Dia 29 de setembro estreou No Sigilo, um filme que visa trazer a representatividade LGBTQIA+ e negra para o cenário audiovisual independente brasileiro. O filme é o primeiro longa-metragem do canal Deu M, um coletivo que através das suas produções busca dar visibilidade e fortalecer a representatividade das minorias.
O filme conta a história de dois gays moradores de favela que se conhecem desde a infância e foram separados pelo destino. Renatinho (interpretado por Victor Monartz) se envolveu com o crime e Caio (interpretado por Victor Marinho) segue o caminho das artes. Mas, durante o desenrolar da história eles se aproximam, o que se torna uma motivação para Renatinho mudar de vida.
“Quem dera se tivesse um monte de Renatinho que se regenera, acho que de certa forma é até o que a gente queria que acontecesse na vida real. A gente que vive na favela, que tem amigo não só no trafico, mas também que morre por causa de drogas, é baseado um pouco nessa vontade”, comenta Paula Vieira, que interpreta Maria Luiza.
O filme foi gravado durante a pandemia, uma situação na qual todos os planos mudaram. Os membros do Deu M encontraram em “No Sigilo” uma forma de continuar produzindo e levando entretenimento ao público. “De certa forma romantizamos a história do filme, mas é até bom porque estamos acostumado a ver tanta coisa ruim, tanta notícia ruim, então pelo menos estamos entregando alguma coisa boa para fazer as pessoas não pirarem tanto com o que está acontecendo no mundo todo”, diz o roteirista Victor Marinho.
Sobre o roteiro de “No Sigilo”
Victor Marinho e Carol Olimpo são roteiristas do filme, que é dirigido por Jamal D’Izete. Victor tem 24 anos e faz faculdade de Produção Audiovisual, ele conta que o roteiro foi escrito a distância. “Até então eu tinha escrevido 30 cenas, seria um curta. Aí eu mandei para o Jamal e ele falou para eu dar mais atenção a alguns personagens e dar uma reescrevida. Daí eu mandei o texto para a Carol e num final de semana a gente reescreveu o filme todo, começamos do zero. Eu passei toda a ideia para a Carol e ela me mandava as partes do filme. Quando eu fui ver, de 30 cenas tinhas 62. Aí eu falei: meu Deus, é um longa passou de 40 minutos, o primeiro longa do canal”.
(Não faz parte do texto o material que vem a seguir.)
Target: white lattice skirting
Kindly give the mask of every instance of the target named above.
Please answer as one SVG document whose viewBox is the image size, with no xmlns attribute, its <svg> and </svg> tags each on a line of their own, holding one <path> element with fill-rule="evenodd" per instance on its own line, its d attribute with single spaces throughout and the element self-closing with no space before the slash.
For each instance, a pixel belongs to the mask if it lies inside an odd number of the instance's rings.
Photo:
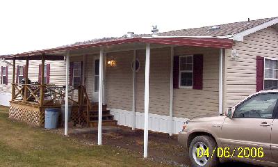
<svg viewBox="0 0 278 167">
<path fill-rule="evenodd" d="M 111 113 L 114 116 L 114 119 L 117 121 L 117 125 L 132 127 L 132 111 L 115 109 L 110 109 Z M 136 112 L 136 127 L 144 129 L 144 113 Z M 173 117 L 173 134 L 177 134 L 181 132 L 183 122 L 187 120 L 186 118 Z M 169 133 L 170 132 L 170 117 L 149 113 L 149 130 Z"/>
</svg>

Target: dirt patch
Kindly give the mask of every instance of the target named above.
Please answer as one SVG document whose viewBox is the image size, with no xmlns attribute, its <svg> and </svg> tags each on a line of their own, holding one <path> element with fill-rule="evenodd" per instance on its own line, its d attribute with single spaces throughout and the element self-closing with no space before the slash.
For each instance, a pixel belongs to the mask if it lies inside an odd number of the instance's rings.
<svg viewBox="0 0 278 167">
<path fill-rule="evenodd" d="M 52 131 L 56 133 L 63 133 L 63 129 Z M 70 130 L 69 136 L 83 143 L 95 145 L 97 143 L 97 132 L 79 134 Z M 143 154 L 143 134 L 142 130 L 132 131 L 130 128 L 121 127 L 117 132 L 106 132 L 102 134 L 104 145 L 116 146 L 141 156 Z M 163 164 L 172 164 L 179 166 L 188 166 L 190 161 L 184 149 L 178 144 L 177 136 L 170 136 L 167 134 L 149 132 L 149 159 Z"/>
</svg>

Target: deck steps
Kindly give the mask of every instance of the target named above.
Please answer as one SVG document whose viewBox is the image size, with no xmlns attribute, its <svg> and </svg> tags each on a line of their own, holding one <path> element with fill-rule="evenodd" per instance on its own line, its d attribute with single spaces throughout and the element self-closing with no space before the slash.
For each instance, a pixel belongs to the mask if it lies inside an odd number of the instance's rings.
<svg viewBox="0 0 278 167">
<path fill-rule="evenodd" d="M 95 127 L 99 125 L 98 120 L 90 121 L 89 122 L 90 127 Z M 117 125 L 117 120 L 102 120 L 102 126 L 115 126 Z"/>
</svg>

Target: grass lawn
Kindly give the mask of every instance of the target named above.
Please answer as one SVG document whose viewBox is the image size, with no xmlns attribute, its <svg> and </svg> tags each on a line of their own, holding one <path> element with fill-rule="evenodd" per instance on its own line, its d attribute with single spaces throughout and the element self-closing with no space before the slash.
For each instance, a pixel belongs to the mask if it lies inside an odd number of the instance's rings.
<svg viewBox="0 0 278 167">
<path fill-rule="evenodd" d="M 88 145 L 7 119 L 0 106 L 0 166 L 167 166 L 126 150 Z"/>
</svg>

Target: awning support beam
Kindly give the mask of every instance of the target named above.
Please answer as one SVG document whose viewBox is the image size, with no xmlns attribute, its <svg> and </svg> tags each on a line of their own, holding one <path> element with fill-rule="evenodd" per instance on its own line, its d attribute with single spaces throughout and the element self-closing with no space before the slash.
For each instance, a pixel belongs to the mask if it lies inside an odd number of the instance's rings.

Este longa-metragem foge do estereótipo do ator negro na mídia tradicional e traz a representatividade de forma positiva. Victor, como roteirista, se preocupa com a narrativa que coloque os negros em diversos papéis. “A gente veio com essa ideia de fazer personagens que normalmente a gente não recebe nem fazendo aula de teatro. Porque é sempre o branco que é o príncipe. Não tem preto príncipe, uma preta princesa. Eu já estou saturado de ficar sempre vendo essa mesma coisa. Você estuda muito pra ser sempre o filho da empregada no cinema, minha mãe é doméstica, eu não preciso estudar muito pra saber como é ser o filho da empregada, porque eu já sou. É para sair dessa realidade que a maioria vive e até mostrar que a gente é capaz de fazer outros personagens”, desabafa.
Curiosidades do elenco
O elenco tem oito atores e, em média, são 20 pessoas envolvidas na produção. Nem todos tinham contato com cinema ou teatro, como Paula Vieira que estrou como atriz em No Sigilo. “Primeira vez que eu fiz, porque ele [Victor Marinho] gosta de recrutar talentos. Somos amigos desde criança e ele sempre recrutou todo mundo aqui para ser ator, dessa vez ele me recrutou”.
Segundo Victor, interpretar papéis de pessoas homofóbicas foi desafiador. “A maioria do elenco é gay e quando eles foram fazer personagens que atingiam outro gay eles ficaram incomodados, porque de certa forma atingiam eles. Então teve muito aquela coisa de ‘entender que não sou eu’, querendo ou não, todo mundo saiu da zona de conforto”.
Bastidores do filme
As gravações foram no Morro da Primavera, em Cavalcanti, zona Norte do Rio de Janeiro, e levou, em média, três semanas de filmagem e três de edição. O filme já bateu mais de 14 mil visualizações e a produção está analisando o retorno do público para avaliar a possibilidade de continuação do longa.
Victor Marinho conta sobre a reação dos moradores durante a gravação: “O pessoal gosta porque estamos fazendo uma coisa de diferente, não estamos de bobeira na rua se misturando com coisa errada. Tem sempre umas pessoas que ficam retraídas pelo fato da gente levantar a bandeira LGBTQIA+, ai tem essa questão. Antes as pessoas passavam fazendo graça, barulho, buzinando, depois que viram a proporção mudaram a visão e entenderam que não era para atrapalhar e quem fica na janela até bate palma. As pessoas aos poucos vão apoiando”.